Par ailleurs, les conseillers financiers auraient de la difficulté à parler de l’avenir d’une personne qui risque d’être dépendante toute sa vie. « C’est un sujet souvent tabou. Et si un conseiller ne connaît personne dans une telle situation, il n’en parlera pas d’emblée. C’est très loin dans son coffre à outils », constate Guillaume Parent.

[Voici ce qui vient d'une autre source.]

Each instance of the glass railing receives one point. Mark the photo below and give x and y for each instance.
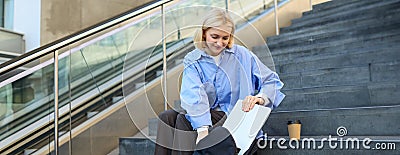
(91, 70)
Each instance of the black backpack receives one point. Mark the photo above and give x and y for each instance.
(218, 142)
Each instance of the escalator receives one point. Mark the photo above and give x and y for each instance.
(97, 67)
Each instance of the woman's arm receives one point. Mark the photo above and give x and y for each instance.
(268, 85)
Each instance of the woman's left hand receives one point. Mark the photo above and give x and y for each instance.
(249, 102)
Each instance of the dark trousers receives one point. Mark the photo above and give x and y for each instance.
(175, 134)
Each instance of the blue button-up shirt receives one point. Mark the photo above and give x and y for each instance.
(207, 85)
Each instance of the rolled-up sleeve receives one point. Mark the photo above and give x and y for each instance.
(268, 82)
(194, 98)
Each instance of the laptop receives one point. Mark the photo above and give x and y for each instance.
(244, 126)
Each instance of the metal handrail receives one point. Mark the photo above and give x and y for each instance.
(90, 31)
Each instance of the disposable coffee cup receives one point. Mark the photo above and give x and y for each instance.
(294, 128)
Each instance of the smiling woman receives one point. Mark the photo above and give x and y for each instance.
(216, 75)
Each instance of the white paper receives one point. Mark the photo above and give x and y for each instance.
(244, 126)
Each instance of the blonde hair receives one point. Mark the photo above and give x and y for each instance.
(214, 18)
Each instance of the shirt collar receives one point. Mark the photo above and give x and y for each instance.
(197, 54)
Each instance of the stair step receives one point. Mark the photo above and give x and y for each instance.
(327, 77)
(365, 43)
(29, 151)
(345, 9)
(373, 94)
(377, 72)
(332, 5)
(366, 20)
(350, 145)
(339, 61)
(351, 29)
(352, 48)
(359, 121)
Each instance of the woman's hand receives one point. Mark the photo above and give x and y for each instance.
(201, 133)
(249, 102)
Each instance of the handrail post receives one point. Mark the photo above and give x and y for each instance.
(276, 17)
(56, 102)
(164, 56)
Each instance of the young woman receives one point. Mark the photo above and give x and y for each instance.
(216, 75)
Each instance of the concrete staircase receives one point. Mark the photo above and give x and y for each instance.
(340, 64)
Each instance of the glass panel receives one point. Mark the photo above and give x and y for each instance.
(8, 14)
(1, 13)
(25, 102)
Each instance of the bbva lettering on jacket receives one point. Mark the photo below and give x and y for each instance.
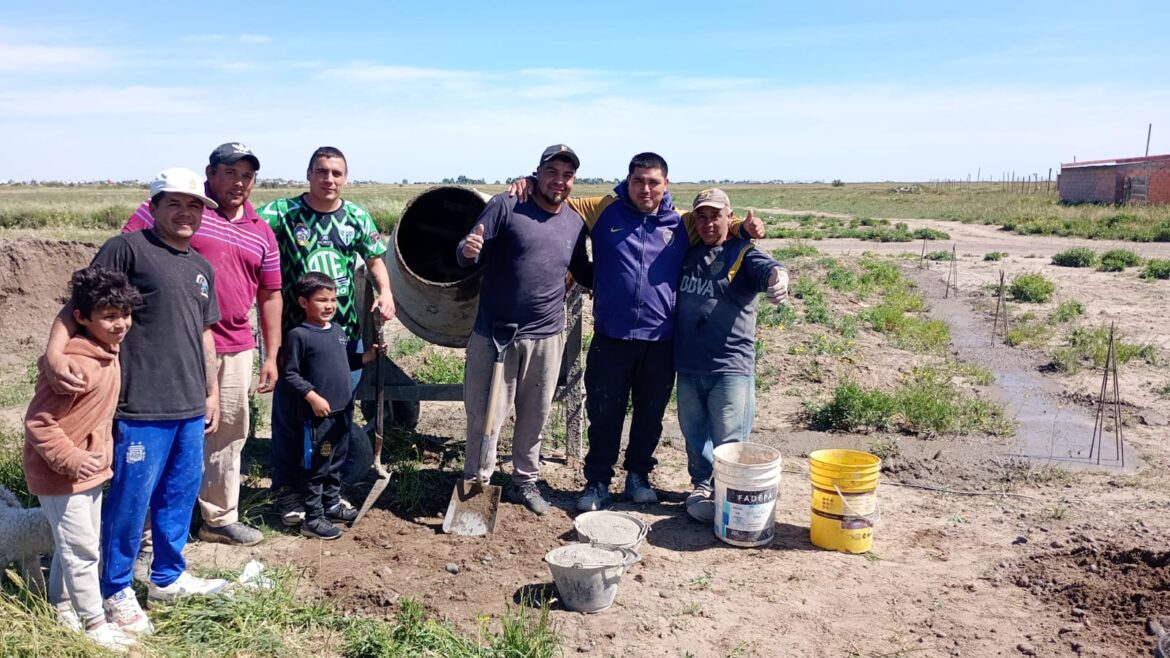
(697, 286)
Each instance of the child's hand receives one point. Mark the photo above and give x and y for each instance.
(318, 404)
(90, 467)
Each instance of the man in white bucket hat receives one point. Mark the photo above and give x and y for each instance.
(169, 398)
(715, 338)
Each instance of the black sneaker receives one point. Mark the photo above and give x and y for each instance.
(594, 497)
(528, 495)
(319, 528)
(342, 513)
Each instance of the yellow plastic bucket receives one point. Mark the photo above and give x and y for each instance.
(844, 499)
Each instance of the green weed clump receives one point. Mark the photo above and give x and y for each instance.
(1156, 268)
(853, 409)
(775, 315)
(927, 403)
(1030, 331)
(1066, 312)
(1075, 256)
(1117, 260)
(804, 287)
(1032, 288)
(930, 234)
(1089, 345)
(440, 368)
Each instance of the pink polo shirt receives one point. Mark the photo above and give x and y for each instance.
(245, 255)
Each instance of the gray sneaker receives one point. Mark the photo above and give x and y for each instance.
(289, 507)
(638, 489)
(700, 505)
(235, 534)
(528, 495)
(594, 497)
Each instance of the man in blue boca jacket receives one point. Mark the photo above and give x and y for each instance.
(639, 244)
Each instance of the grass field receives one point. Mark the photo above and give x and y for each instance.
(98, 208)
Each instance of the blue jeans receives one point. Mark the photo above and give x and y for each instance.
(714, 410)
(157, 465)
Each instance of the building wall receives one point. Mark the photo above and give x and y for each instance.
(1160, 179)
(1091, 184)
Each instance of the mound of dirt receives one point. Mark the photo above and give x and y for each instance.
(1112, 593)
(34, 280)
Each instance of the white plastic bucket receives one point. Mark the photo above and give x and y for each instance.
(747, 482)
(587, 576)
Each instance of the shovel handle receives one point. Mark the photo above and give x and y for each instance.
(379, 415)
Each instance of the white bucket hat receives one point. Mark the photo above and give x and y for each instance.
(181, 182)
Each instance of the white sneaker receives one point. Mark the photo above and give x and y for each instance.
(110, 637)
(184, 585)
(67, 617)
(123, 610)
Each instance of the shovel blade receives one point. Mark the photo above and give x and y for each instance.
(379, 486)
(472, 511)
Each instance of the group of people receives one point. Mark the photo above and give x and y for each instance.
(145, 378)
(673, 293)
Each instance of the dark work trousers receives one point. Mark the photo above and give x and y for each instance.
(327, 440)
(616, 370)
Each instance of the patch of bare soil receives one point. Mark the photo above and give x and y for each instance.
(1113, 595)
(34, 282)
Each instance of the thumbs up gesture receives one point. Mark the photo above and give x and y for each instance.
(474, 242)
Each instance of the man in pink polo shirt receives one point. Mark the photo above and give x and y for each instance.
(242, 249)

C’est aussi parfois très loin dans les préoccupations mêmes des parents. « Vivre avec un enfant handicapé est un défi quotidien important pour bon nombre de parents pour qui le REEI n’est pas une priorité », souligne André Lacasse, planificateur financier de la firme Services financiers Lacasse. Sans compter, ajoute-t-il, que bon nombre de ces familles n’ont pas les capacités financières de cotiser à un tel régime.

Le processus d’ouverture d’un REEI peut aussi s’avérer long et fastidieux. « Il y a beaucoup de paperasse à remplir, de règles à respecter et des délais », confirme Charles Vallerand, précisant qu’il s’est écoulé près d’un an avant la décision d’établir un REEI et les premières cotisations.

La pierre angulaire demeure l’obtention du Certificat pour le crédit d’impôt pour personnes handicapées (CIPH). Une personne est admissible si elle est « limitée de façon marquée » dans sa capacité d’accomplir des activités courantes de la vie quotidienne et ce, à « au moins 90 % du temps », indique le formulaire de l’Agence du revenu du Canada (ARC). Or, « pour certaines personnes, le diagnostic est facile à établir, mais c’est beaucoup plus complexe pour d’autres », souligne Hélène Marquis.

Aussi, le formulaire de demande doit être rempli par un médecin ou un autre professionnel spécialisé de la santé et approuvé par l’ARC. Or, « les médecins, qui sont des personnes avec un horaire chargé et dont la formation consiste à soigner et non à remplir de la paperasse, sont souvent très réticents à se soumettre à cet exercice », note Hélène Marquis. D’autant, ajoute-t-elle, que le professionnel de la santé reçoit souvent de l’ARC un questionnaire supplémentaire qu’il doit remplir.

Ces diverses contraintes ne devraient toutefois pas freiner l’établissement d’un REEI, souhaite Guillaume Parent. « Le REEI doit faire partie d’une planification parce qu’il peut faire une grande différence non seulement pour la famille et le bénéficiaire, mais aussi pour la société », fait valoir Guillaume Parent.